Il desiderio è stato sbandierato come la chiave principale per entrare e interpretare l’animo umano. Ma spesso si è parlato di desiderio e si indicava invece qualcosa d’altro: pulsioni automatiche e istintuali, progetti, sogni, utopie. Così si è fatta molta confusione, sia volendo che non volendo. Il desiderio, per sua natura, è qualcosa che l’io ha, come uno spazio che però non può colmare con le proprie forze. Si desidera qualcosa che non si riesce a darsi da soli. Si tratta di un’apertura. Di una fame e sete. Ed ha un’altra caratteristica: non finisce mai. Anche quando investe un oggetto che si è fissato come possibile fine del desiderio, esso prosegue. Lo diceva il grande Rebora: «Qualunque cosa tu dica o faccia/ C’è un grido dentro:/ Non è per questo, non è per questo!».
Sul desiderio umano, su cosa sia, si sono scontrate e accapigliate tante scuole di pensiero.
Ma il problema resta uno, in fondo, come aveva capito bene Leopardi: il fatto che la vita sia così piena, debordante di tale desiderio di compimento, di felicità, è il segno di un supremo suo errore? È il segno che siamo fatti in modo sbagliato? O è il primo, tenue ma certissimo segnale, che siamo creati per un viaggio che si può compiere?

L’annuncio cristiano viene spesso contestato perché “prende troppo sul serio” il desiderio umano. Perché, appunto, non lo considera un segnale di errore dell’uomo.

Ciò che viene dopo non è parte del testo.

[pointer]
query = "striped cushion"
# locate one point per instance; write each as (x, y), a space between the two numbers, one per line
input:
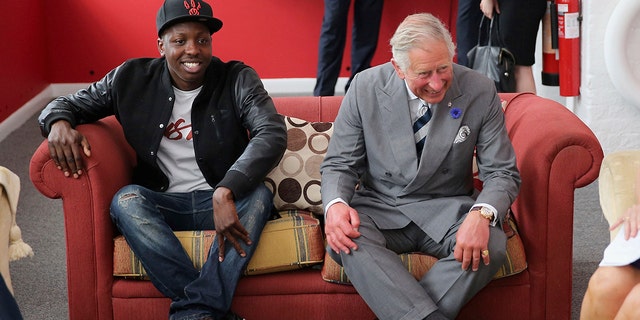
(418, 264)
(292, 241)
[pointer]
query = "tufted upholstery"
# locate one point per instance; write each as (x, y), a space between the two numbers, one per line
(556, 153)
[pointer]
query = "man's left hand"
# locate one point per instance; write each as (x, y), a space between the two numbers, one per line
(472, 239)
(227, 223)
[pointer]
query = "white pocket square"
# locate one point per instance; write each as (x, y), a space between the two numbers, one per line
(462, 135)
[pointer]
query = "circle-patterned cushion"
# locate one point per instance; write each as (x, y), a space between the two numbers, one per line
(295, 181)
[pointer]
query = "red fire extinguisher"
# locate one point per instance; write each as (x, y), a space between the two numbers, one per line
(550, 55)
(569, 46)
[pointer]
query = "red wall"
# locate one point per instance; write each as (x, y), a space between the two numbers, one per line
(23, 53)
(71, 41)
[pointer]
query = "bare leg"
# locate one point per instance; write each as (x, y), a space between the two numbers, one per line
(607, 290)
(631, 306)
(524, 79)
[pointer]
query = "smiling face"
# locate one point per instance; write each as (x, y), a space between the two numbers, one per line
(429, 71)
(187, 48)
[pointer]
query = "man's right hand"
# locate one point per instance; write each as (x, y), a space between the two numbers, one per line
(66, 146)
(341, 226)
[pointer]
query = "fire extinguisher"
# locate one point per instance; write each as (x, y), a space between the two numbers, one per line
(550, 55)
(569, 46)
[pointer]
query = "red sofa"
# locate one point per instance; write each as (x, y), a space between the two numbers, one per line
(556, 154)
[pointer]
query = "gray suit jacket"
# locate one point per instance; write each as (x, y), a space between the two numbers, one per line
(372, 164)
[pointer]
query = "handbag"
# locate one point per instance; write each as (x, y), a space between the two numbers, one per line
(494, 61)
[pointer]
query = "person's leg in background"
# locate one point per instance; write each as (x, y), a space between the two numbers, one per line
(366, 28)
(468, 21)
(8, 306)
(333, 35)
(519, 25)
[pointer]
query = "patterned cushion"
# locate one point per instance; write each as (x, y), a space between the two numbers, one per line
(418, 264)
(295, 182)
(292, 241)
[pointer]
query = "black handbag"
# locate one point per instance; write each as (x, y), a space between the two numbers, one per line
(494, 61)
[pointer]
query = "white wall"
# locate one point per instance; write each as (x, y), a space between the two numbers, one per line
(614, 119)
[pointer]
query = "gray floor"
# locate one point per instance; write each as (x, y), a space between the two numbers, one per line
(40, 282)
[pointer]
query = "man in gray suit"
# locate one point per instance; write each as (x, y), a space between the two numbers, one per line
(398, 177)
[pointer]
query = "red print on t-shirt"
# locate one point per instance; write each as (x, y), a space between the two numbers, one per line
(175, 130)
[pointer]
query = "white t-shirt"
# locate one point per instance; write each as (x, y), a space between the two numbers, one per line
(176, 156)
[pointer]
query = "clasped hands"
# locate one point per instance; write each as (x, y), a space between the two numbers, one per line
(342, 223)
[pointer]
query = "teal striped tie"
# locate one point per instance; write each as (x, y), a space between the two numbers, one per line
(419, 129)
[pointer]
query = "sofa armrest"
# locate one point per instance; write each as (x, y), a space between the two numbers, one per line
(88, 228)
(556, 153)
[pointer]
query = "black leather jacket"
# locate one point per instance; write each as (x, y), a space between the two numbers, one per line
(232, 103)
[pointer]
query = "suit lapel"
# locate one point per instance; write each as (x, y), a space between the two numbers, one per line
(393, 102)
(443, 129)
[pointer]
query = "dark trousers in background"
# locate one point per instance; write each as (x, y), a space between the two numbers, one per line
(8, 306)
(366, 27)
(469, 16)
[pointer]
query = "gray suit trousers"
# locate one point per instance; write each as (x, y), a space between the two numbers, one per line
(377, 273)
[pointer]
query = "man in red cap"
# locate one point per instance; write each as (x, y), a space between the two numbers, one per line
(186, 115)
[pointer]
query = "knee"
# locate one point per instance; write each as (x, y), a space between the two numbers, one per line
(123, 199)
(607, 282)
(632, 301)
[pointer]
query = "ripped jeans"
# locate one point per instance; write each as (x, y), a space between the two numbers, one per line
(147, 220)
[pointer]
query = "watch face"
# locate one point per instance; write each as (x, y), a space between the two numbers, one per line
(486, 212)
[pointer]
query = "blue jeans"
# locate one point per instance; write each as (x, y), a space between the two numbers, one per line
(147, 220)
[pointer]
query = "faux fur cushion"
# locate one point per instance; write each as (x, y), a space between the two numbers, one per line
(293, 241)
(295, 182)
(418, 264)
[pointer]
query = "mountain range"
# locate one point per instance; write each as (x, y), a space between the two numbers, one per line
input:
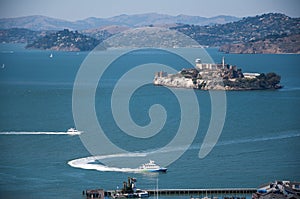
(38, 22)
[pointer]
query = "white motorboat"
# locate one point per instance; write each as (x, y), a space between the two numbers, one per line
(151, 166)
(72, 131)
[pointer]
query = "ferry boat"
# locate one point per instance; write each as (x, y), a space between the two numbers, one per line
(151, 166)
(72, 131)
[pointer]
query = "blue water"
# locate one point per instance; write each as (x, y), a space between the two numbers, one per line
(259, 142)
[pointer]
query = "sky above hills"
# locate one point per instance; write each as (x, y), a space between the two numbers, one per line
(78, 9)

Ma lo colloca all’inizio della avventura della conoscenza, della civiltà e, quel che stupisce di più gli avversari, della salvezza. Come il primo passo, che si rinnova ad ogni avanzare del nostro cammino, dentro ogni circostanza o rapporto. Come il primo indizio di quella umanità che Dio è venuto a salvare a prezzo del morire. Perché di un Dio che non salva e che non compie il desiderio più grande del cuore umano - il desiderio di non essere fatto per la morte -, nessuno saprebbe che farsene.
Papa Benedetto XVI testimonia al mondo che il compimento del desiderio è in una realtà presente, la Chiesa, che prolunga nel tempo la compagnia di Dio all’uomo. E per questo sostiene la nostra speranza.